Tien jaar geleden eindigde een tijdperk: toen steeg voor het laatst een spaceshuttle op vanaf de kust van Florida. Vier astronauten vlogen aan boord van Atlantis naar het ISS voor een missie van dertien dagen. Sindsdien staan de geplaagde ruimteveren in musea.
Met de 135ste vlucht kwam er op 8 juli 2011 een eind aan het iconische ruimtevaartuig. STS-135 gebeurde met shuttle Atlantis, de een-na-laatst gebouwde versie van het ruimteveer waarvan er uiteindelijk vijf operationeel waren. De eerste vlucht, STS-1, vond plaats met Columbia op 12 april 1981. In totaal maakten Columbia, Atlantis, Challenger, Endeavour en Discovery 135 vluchten naar de ruimte.
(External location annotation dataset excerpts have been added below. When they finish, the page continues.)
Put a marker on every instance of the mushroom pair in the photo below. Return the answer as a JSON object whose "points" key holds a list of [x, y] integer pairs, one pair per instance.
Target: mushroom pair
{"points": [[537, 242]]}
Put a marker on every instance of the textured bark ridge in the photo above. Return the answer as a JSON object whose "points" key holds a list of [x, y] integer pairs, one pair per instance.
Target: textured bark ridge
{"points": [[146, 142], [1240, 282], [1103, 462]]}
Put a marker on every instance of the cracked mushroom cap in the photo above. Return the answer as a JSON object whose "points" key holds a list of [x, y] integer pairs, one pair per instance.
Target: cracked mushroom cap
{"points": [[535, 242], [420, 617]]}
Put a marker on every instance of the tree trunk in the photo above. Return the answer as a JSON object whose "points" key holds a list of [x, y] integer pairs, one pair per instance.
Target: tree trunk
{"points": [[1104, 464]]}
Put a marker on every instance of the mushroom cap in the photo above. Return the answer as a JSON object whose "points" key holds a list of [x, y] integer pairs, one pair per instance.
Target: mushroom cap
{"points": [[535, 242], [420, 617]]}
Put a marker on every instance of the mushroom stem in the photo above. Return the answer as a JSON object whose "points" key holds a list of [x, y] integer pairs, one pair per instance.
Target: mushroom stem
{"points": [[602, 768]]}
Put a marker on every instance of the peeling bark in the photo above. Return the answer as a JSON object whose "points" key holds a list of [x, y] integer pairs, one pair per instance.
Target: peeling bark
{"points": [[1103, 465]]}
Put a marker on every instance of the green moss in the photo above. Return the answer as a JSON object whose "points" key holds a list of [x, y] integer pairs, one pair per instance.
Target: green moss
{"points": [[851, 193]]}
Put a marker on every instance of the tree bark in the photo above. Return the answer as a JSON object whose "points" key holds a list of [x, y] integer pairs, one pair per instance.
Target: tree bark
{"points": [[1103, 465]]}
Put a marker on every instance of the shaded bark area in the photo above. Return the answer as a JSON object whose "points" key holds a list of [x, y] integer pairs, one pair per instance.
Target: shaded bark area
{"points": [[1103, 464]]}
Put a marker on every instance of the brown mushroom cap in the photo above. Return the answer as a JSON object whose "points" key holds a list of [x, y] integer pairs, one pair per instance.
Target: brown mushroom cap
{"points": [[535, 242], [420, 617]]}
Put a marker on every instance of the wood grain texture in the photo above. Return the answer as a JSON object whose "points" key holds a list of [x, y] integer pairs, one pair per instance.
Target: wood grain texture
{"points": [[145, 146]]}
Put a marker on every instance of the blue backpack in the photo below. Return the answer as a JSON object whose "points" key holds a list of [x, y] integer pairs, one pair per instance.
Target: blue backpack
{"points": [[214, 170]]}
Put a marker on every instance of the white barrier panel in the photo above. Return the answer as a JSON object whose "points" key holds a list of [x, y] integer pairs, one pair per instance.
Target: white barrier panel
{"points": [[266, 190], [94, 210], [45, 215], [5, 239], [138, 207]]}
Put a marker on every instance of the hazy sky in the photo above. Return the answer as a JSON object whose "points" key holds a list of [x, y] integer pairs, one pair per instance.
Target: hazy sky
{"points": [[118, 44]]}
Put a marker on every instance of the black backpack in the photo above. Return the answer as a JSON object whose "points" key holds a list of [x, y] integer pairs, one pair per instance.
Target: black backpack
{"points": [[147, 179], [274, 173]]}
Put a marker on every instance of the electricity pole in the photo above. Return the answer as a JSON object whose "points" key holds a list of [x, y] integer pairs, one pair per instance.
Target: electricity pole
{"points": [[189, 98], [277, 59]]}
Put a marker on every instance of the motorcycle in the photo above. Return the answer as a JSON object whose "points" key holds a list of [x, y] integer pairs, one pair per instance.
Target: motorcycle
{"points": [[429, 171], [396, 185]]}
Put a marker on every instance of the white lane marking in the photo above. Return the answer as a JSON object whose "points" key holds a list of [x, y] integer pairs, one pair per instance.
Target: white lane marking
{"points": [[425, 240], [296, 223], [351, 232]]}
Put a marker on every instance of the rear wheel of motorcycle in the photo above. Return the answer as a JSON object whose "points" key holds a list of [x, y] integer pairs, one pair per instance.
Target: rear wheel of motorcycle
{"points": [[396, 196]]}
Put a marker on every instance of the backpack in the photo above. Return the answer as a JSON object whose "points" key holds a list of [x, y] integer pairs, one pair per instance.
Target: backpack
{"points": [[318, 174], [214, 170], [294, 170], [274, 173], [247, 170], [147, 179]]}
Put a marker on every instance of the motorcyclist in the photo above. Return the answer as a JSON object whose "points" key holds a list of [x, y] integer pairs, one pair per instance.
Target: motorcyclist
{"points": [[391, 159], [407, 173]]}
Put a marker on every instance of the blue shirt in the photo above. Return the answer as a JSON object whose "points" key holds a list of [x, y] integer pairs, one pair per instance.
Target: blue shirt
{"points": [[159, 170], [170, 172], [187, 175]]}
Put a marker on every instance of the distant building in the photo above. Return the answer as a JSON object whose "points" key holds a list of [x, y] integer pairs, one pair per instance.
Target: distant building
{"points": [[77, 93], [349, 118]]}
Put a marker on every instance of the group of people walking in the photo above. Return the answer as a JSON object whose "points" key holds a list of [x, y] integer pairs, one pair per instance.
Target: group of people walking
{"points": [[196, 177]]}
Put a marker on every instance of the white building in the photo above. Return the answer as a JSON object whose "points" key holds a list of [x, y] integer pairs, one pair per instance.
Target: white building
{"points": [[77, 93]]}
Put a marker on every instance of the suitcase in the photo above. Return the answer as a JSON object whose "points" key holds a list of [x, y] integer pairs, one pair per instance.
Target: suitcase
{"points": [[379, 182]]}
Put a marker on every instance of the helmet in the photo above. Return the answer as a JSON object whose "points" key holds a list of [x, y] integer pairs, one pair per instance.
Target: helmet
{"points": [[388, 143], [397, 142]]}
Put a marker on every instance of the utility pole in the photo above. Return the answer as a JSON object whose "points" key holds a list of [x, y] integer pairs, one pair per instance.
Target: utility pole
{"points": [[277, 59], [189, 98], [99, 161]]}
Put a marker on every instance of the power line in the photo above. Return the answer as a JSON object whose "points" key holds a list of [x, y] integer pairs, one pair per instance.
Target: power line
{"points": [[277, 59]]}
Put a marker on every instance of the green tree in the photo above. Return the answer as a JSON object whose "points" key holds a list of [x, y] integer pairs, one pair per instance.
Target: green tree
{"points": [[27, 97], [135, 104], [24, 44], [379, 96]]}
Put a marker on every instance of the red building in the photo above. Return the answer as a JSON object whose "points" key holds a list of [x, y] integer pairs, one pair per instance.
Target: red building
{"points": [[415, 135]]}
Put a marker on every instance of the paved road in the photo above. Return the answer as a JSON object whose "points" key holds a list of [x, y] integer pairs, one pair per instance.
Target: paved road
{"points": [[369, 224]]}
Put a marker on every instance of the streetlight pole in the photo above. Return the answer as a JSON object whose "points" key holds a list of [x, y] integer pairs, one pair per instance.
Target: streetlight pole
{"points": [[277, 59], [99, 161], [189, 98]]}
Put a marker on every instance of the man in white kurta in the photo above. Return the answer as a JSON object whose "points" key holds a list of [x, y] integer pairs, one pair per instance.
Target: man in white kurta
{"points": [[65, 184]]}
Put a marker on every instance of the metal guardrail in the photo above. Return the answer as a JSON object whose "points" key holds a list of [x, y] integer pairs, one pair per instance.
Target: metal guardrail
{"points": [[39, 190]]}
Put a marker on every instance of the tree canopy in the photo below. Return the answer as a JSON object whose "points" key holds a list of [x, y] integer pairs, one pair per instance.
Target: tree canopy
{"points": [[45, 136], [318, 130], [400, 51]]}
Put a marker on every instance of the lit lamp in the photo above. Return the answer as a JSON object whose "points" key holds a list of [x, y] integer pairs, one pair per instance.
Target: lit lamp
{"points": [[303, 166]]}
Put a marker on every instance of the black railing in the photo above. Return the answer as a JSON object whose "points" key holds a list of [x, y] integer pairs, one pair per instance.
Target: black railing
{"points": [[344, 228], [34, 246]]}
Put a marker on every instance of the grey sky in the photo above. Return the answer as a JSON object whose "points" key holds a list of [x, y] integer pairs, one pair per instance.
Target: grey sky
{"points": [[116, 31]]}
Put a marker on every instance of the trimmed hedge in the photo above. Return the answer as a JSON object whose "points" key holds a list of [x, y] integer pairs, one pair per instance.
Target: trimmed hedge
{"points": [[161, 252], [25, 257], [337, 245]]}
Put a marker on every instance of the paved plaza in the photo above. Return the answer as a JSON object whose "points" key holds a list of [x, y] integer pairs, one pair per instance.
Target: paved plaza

De Space Shuttle was een belangrijk instrument bij de bouw van het International Space Station. Veel van de grootste modules gingen aan boord van de shuttle omhoog en het ruimteveer bracht regelmatig nieuwe astronauten naar het station. Ook zou de shuttle worden gebruikt om satellieten in orbit te repareren, wat in de praktijk alleen gebeurde bij de Hubble-telescoop. Die werd tijdens verschillende missies hersteld.
:strip_exif()/i/2004468064.jpeg?f=imagenormal)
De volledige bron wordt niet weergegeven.